Mr. Andrew Dismore (Hendon): I assume that the thrust of the right hon. Gentleman's amendment is to ensure that a United Kingdom Government Department or Crown body could not participate in these new arrangements. What is the position of foreign Governments who may own property?
Sir George Young: I am not sure whether they have any property that qualifies. I think that there is an amendment about the European Union, and having made inquiries, I am not sure that it has a building that would qualify. We will make diligent inquiries to see whether foreign Governments own accommodation in the City.
John McDonnell: I am surprised that the right hon. Gentleman, who is sponsoring the Bill, is not aware that this legislation, if carried, would enable foreign Governments who have property in the United Kingdom to exercise a vote through various bodies. They would own property and they would employ staff.
Sir George Young: I am grateful to the hon. Gentleman for that comment.

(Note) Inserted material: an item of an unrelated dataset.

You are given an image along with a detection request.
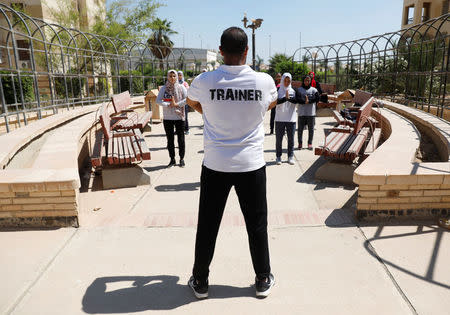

Amendment No. 1 would remove the definitions of "hereditament" and "non-domestic rating list".
Mr. Dismore: Will the right hon. Gentleman give way?
Sir George Young: I should like to make a little more progress.
With the change from rateable values to size of work forces as the parameter by which the extent of the right to appoint arises, those definitions are no longer needed.
Amendments Nos. 2, 3 and 4 would change the way in which "occupation" is defined to take account of the removal of any reference to "hereditaments".
The term "premises", which is a standard legislative term, is substituted, as "hereditament" is used in rating legislation but not more generally. Entitlements to appoint are no longer ascertained by reference to rateable values, so a rating term is inappropriate.Amendment No. 5 would insert "workforce" as a principal definition in the Bill by relocating the definition currently set out in clause 4(2). That relocation is appropriate as a matter of drafting, given the adoption of the work force criterion to generate the right to appoint in place of rateable values.
Promoters amendments Nos. 6, 7 and 8 make changes to clause 2(2) consequent on the removal of references to rateable values and hereditaments. The practical effect of the subsection is unaltered. Promoters amendment No. 149, originally tabled as No. 9, is central to the changes now being proposed. It would add a new section, 6(1)(c), to section 6 of the City of London (Various Powers) Act 1957, which deals with electoral qualifications, and provides for the entitlement of a qualifying body to appoint any individual to be decided on the basis of the size of the work force.
New subsection (1A) sets out the extent of the entitlement. For a work force of up to five, one person may be appointed. Each additional five members of the work force will generate an entitlement of one additional appointment, up to work forces of 50. In the case of work forces over 50, the entitlement is tapered. The work force must increase by a further 50 before an entitlement to make an additional appointment arises.
The taper was selected to avoid dominance by larger firms, and to achieve a total electorate that would not produce a larger component of business voters than the Bill does now. In fact the projected figure declines by about 1,500, giving a total City electorate of approximately 38,500.